Andrew McAfee, co-author of The Second Machine Age, describes the experience of beingtransported in one of Google’s self-driving cars as going “from terrifying to thrilling to boring in15 minutes”. The machine not only drives competently but with tedious predictability, alwaysobserving the speed limit and slowing at every obstacle, as if constantly trying to pass adriving test.
《第二次機器革命》(The Second MachineAge)的合著者安德魯•麥卡菲(Andrew McAfee)稱自己乘坐谷歌(Google)自動駕駛汽車的心路歷程是“15分鐘內從害怕到興奮到索然無味”。機器不僅能勝任駕駛,還開得極為標準,其駕駛表現毫無懸念到令人厭煩的地步——總能觀察到限速標志,在每一個障礙物前都會減速,就像總在參加路考一樣。
Behind innovations that have suddenly come to feel routine, such as facial and voicerecognition, lie rapid ad-vances in pattern recognition and emerging forms of artificialintelligence. The capacity of computers to sift through databases and comprehend whatpeople are saying, what they mean and what they desire is evolving faster than manyresearchers had anticipated.

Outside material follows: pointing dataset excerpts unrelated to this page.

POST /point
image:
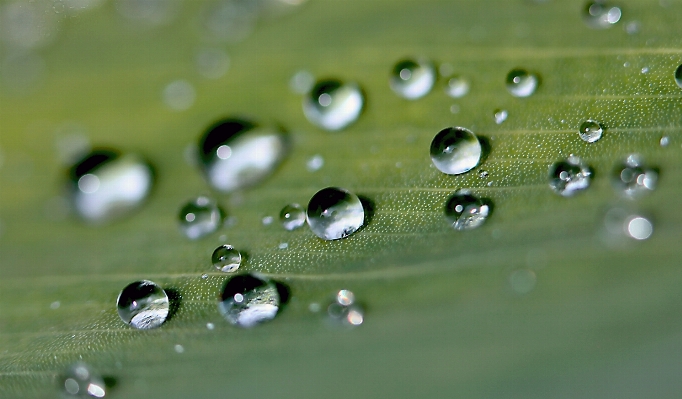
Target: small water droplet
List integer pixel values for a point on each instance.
(292, 216)
(81, 380)
(521, 83)
(335, 213)
(105, 184)
(455, 150)
(247, 300)
(633, 178)
(413, 79)
(200, 217)
(235, 154)
(143, 305)
(226, 258)
(333, 104)
(464, 211)
(590, 131)
(569, 177)
(500, 116)
(601, 15)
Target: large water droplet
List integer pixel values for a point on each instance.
(199, 217)
(143, 305)
(569, 177)
(335, 213)
(247, 300)
(590, 131)
(465, 212)
(235, 153)
(413, 79)
(226, 258)
(333, 105)
(455, 150)
(633, 178)
(106, 184)
(292, 216)
(601, 15)
(80, 380)
(521, 83)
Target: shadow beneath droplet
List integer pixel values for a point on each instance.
(174, 299)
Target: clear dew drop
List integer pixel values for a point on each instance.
(335, 213)
(236, 154)
(106, 184)
(247, 300)
(464, 211)
(292, 217)
(200, 217)
(570, 176)
(455, 150)
(521, 83)
(601, 15)
(333, 104)
(80, 380)
(633, 178)
(226, 258)
(413, 79)
(143, 304)
(344, 310)
(590, 131)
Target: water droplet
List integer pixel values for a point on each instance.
(521, 83)
(601, 15)
(590, 131)
(633, 178)
(412, 79)
(226, 259)
(292, 216)
(457, 86)
(235, 154)
(455, 150)
(569, 177)
(143, 305)
(247, 300)
(335, 213)
(465, 212)
(345, 310)
(81, 380)
(500, 115)
(200, 217)
(332, 104)
(106, 184)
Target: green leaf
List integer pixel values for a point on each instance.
(442, 316)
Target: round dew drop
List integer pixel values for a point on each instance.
(455, 150)
(143, 305)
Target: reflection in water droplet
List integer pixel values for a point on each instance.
(521, 83)
(292, 216)
(247, 300)
(143, 305)
(569, 177)
(333, 105)
(200, 217)
(455, 150)
(345, 310)
(335, 213)
(105, 184)
(235, 154)
(464, 211)
(226, 259)
(590, 131)
(81, 380)
(601, 15)
(633, 178)
(413, 79)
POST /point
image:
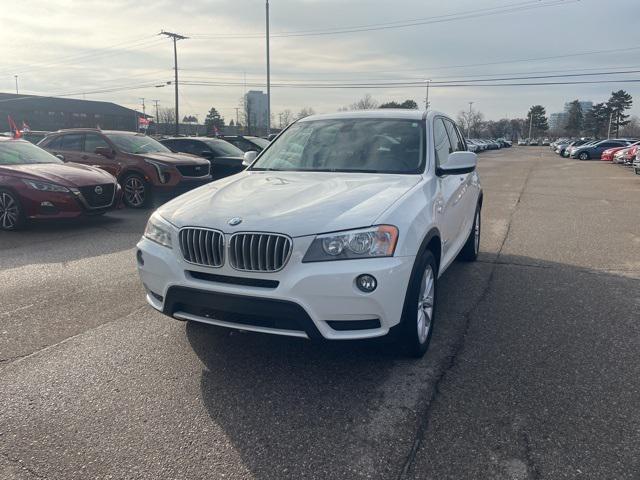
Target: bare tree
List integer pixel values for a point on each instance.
(305, 112)
(471, 122)
(285, 118)
(365, 103)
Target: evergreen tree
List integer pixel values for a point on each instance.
(537, 118)
(575, 119)
(619, 102)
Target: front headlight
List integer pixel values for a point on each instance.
(45, 187)
(378, 241)
(158, 231)
(161, 169)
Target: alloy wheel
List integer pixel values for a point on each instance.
(426, 297)
(135, 191)
(9, 211)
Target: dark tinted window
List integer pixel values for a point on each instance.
(93, 141)
(441, 142)
(454, 137)
(72, 142)
(54, 144)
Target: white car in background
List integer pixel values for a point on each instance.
(338, 230)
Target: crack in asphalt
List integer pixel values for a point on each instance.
(13, 360)
(22, 465)
(451, 361)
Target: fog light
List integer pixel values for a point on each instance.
(367, 283)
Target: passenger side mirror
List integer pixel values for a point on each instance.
(104, 151)
(458, 163)
(249, 157)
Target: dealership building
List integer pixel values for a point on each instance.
(54, 113)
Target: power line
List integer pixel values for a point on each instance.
(469, 14)
(101, 53)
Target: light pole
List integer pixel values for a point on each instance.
(268, 75)
(426, 103)
(175, 38)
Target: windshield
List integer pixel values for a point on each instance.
(220, 147)
(136, 143)
(15, 152)
(348, 145)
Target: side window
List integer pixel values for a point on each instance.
(93, 141)
(54, 144)
(72, 142)
(454, 137)
(441, 142)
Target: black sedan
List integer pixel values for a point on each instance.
(226, 159)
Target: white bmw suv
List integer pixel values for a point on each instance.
(338, 230)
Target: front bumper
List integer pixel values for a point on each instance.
(309, 300)
(42, 205)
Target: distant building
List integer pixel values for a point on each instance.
(586, 105)
(256, 109)
(557, 121)
(52, 113)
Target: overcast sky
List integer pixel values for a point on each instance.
(74, 46)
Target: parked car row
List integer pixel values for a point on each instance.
(480, 145)
(588, 149)
(79, 172)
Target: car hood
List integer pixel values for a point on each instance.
(293, 203)
(66, 174)
(176, 158)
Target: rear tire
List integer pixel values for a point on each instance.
(11, 212)
(469, 252)
(418, 313)
(136, 191)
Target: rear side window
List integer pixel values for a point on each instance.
(54, 144)
(72, 142)
(441, 142)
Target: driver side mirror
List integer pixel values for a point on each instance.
(249, 157)
(104, 151)
(458, 163)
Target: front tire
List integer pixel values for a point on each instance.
(137, 192)
(418, 315)
(11, 212)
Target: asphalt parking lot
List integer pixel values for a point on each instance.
(532, 373)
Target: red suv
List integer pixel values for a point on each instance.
(36, 185)
(143, 166)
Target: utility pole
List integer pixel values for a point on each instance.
(268, 75)
(426, 103)
(156, 104)
(175, 38)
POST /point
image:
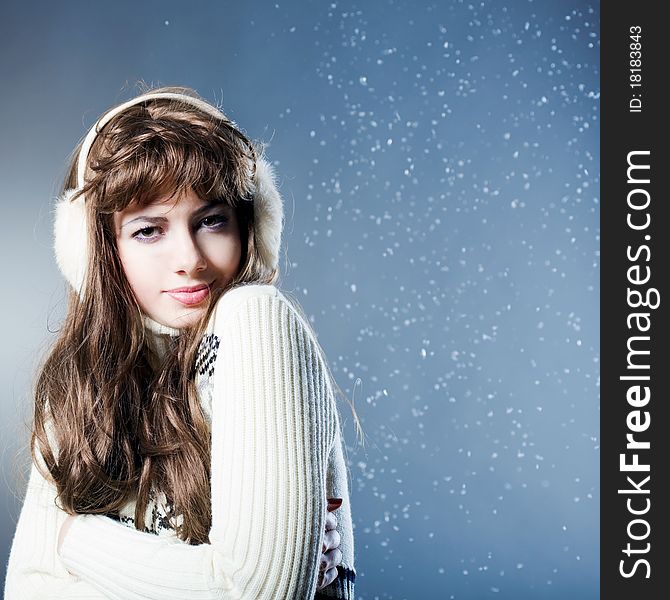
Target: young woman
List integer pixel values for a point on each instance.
(186, 437)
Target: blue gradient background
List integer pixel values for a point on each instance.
(439, 165)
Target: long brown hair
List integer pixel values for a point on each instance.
(109, 425)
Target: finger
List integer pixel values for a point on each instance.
(331, 521)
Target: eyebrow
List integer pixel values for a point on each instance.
(160, 220)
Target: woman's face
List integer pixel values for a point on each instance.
(173, 254)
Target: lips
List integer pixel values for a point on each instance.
(190, 296)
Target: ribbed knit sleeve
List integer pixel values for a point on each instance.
(34, 571)
(273, 420)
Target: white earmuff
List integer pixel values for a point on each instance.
(70, 222)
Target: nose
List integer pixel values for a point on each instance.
(189, 258)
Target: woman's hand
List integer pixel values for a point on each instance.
(331, 555)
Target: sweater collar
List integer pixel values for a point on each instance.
(160, 338)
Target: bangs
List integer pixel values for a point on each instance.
(139, 158)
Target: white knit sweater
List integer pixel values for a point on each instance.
(276, 457)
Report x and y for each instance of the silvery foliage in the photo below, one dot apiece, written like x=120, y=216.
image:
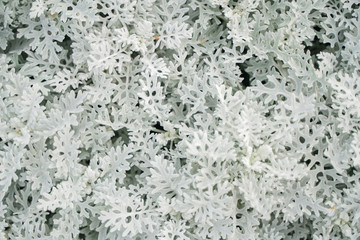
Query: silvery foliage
x=176, y=119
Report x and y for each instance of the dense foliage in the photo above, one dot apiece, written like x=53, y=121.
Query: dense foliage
x=180, y=119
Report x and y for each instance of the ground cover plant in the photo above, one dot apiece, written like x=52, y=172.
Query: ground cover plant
x=180, y=119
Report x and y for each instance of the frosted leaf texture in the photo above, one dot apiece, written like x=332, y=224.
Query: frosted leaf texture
x=179, y=119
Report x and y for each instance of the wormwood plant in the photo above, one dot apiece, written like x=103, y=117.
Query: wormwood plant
x=180, y=119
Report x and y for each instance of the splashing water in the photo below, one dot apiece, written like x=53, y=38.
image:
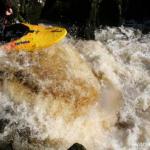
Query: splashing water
x=121, y=63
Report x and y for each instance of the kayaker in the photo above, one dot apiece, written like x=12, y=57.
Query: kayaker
x=6, y=15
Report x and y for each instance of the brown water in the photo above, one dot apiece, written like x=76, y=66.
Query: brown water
x=120, y=60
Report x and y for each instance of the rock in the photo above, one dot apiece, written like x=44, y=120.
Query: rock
x=61, y=81
x=77, y=146
x=6, y=146
x=3, y=123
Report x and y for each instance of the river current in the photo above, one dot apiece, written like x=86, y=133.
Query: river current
x=122, y=55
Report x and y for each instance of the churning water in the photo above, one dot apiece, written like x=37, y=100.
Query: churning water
x=120, y=60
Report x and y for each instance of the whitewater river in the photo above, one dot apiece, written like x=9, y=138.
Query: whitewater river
x=122, y=56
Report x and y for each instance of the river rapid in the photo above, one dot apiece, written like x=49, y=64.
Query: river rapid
x=122, y=56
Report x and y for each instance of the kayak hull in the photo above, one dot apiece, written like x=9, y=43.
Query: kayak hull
x=40, y=37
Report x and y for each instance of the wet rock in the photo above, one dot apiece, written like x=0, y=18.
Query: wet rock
x=77, y=146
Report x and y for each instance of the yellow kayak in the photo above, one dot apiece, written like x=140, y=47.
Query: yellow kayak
x=38, y=38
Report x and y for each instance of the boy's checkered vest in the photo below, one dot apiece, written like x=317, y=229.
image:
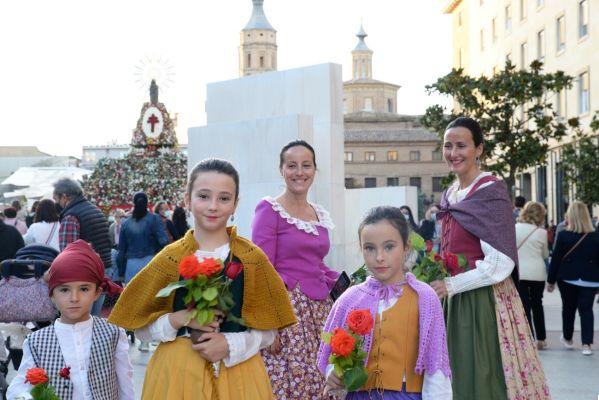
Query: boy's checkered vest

As a result, plenty of investors are eager to throw money at start-ups that look as if theypossess a piece of technology and a business idea that will form at least part of the brave newworld. The fear of missing out is overwhelming the fear of losing money, as Bill Gurley ofBenchmark Capital warned recently.
History’s famous investment bubbles often formed around such combinations of easy moneyand fantastical inventions, and some of today’s venture capitalists suffered through thedotcom bust of 2000. Prod them about that and the optimists respond that the $48bninvested by US venture capital funds last year is only half the amount sloshing around at thelast peak 15 years ago.
This ignores the fact that a lot of the new money is coming not from venture funds but fromother investors, including mutual funds such as T Rowe Price and Fidelity. Three-quarters ofrecent fundraising rounds by “unicorns” — start-ups valued at $1bn or more — were led by“non-traditional” investors, according to a recent study by Fenwick & West, a SiliconValley law firm.
One is Carl Icahn, the activist investor, who this week put $100m into Lyft, a rival to Uber. MrIcahn often makes life difficult for his investment targets but is as enamoured as everyone elsewith his Silicon Valley picks. “We’ll be the first to admit that you are more knowledgeable inthese areas than we are,” he wrote fulsomely to Apple this week.